This repository contains code and documentation for participating in the Kaggle competition: Used Car Price Prediction. The goal of the competition is to predict the price of used cars based on various attributes using machine learning models. The project is scored based on the Root Mean Squared Error (RMSE). Project Overview The dataset includes information such as car brand, model, year, mileage, fuel type, and engine details, which are used to predict the target variable: car price.
📊Datasets:
train.csv: Training data with car attributes and price (target).
test.csv: Test data where the car price needs to be predicted.

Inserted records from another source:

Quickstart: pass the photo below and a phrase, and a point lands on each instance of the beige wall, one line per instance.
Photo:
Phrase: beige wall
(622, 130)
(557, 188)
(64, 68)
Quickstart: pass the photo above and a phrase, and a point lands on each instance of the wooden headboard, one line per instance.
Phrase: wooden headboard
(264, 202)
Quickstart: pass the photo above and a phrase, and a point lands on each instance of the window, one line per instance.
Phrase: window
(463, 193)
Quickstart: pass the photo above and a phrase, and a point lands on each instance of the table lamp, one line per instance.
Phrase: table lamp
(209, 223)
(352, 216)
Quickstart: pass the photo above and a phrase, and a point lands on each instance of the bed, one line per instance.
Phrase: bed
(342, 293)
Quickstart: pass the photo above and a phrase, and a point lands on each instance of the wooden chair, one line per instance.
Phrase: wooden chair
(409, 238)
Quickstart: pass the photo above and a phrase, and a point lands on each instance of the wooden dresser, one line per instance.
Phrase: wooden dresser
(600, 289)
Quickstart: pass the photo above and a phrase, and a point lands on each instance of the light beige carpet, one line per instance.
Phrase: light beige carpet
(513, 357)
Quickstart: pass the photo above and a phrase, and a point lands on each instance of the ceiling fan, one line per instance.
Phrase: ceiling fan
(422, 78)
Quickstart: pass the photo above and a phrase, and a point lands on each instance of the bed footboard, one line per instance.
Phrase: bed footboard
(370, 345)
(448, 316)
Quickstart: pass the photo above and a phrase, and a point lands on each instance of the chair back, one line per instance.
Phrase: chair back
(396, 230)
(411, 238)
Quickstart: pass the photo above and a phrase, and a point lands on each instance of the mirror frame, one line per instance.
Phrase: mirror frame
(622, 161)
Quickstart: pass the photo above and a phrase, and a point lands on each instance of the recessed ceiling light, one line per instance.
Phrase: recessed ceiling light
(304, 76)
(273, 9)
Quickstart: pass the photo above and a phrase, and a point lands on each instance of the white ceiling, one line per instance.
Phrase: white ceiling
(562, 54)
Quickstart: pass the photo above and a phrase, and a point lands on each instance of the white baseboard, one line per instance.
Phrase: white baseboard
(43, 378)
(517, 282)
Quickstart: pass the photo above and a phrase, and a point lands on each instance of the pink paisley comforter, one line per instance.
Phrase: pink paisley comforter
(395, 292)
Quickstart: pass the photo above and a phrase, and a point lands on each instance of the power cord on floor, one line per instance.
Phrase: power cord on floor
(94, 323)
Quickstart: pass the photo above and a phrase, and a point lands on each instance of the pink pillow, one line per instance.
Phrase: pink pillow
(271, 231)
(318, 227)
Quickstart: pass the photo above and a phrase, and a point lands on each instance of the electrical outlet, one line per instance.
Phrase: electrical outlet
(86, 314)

sample_submission.csv: A sample submission file that indicates the format for predictions.
💡Key Steps:
Data Preprocessing: Handle missing values, clean and normalize data.
Feature Engineering: Transform categorical features and extract meaningful features.
Modeling: Train regression models like XGBoost, Random Forest, and Linear Regression.
Evaluation: Measure model performance using RMSE.
Prediction: Generate predictions for the test set and submit to Kaggle.
🧑💻Technologies Used:
Python (pandas, numpy, scikit-learn, XGBoost)
Jupyter Notebook / PyCharm
Git for version control
How to Run:
Clone the repository:
git clone https://github.com/yourusername/used-car-price-prediction.git
Install dependencies:
pip install -r requirements.txt
Run the notebook or Python scripts for data preprocessing, modeling, and prediction.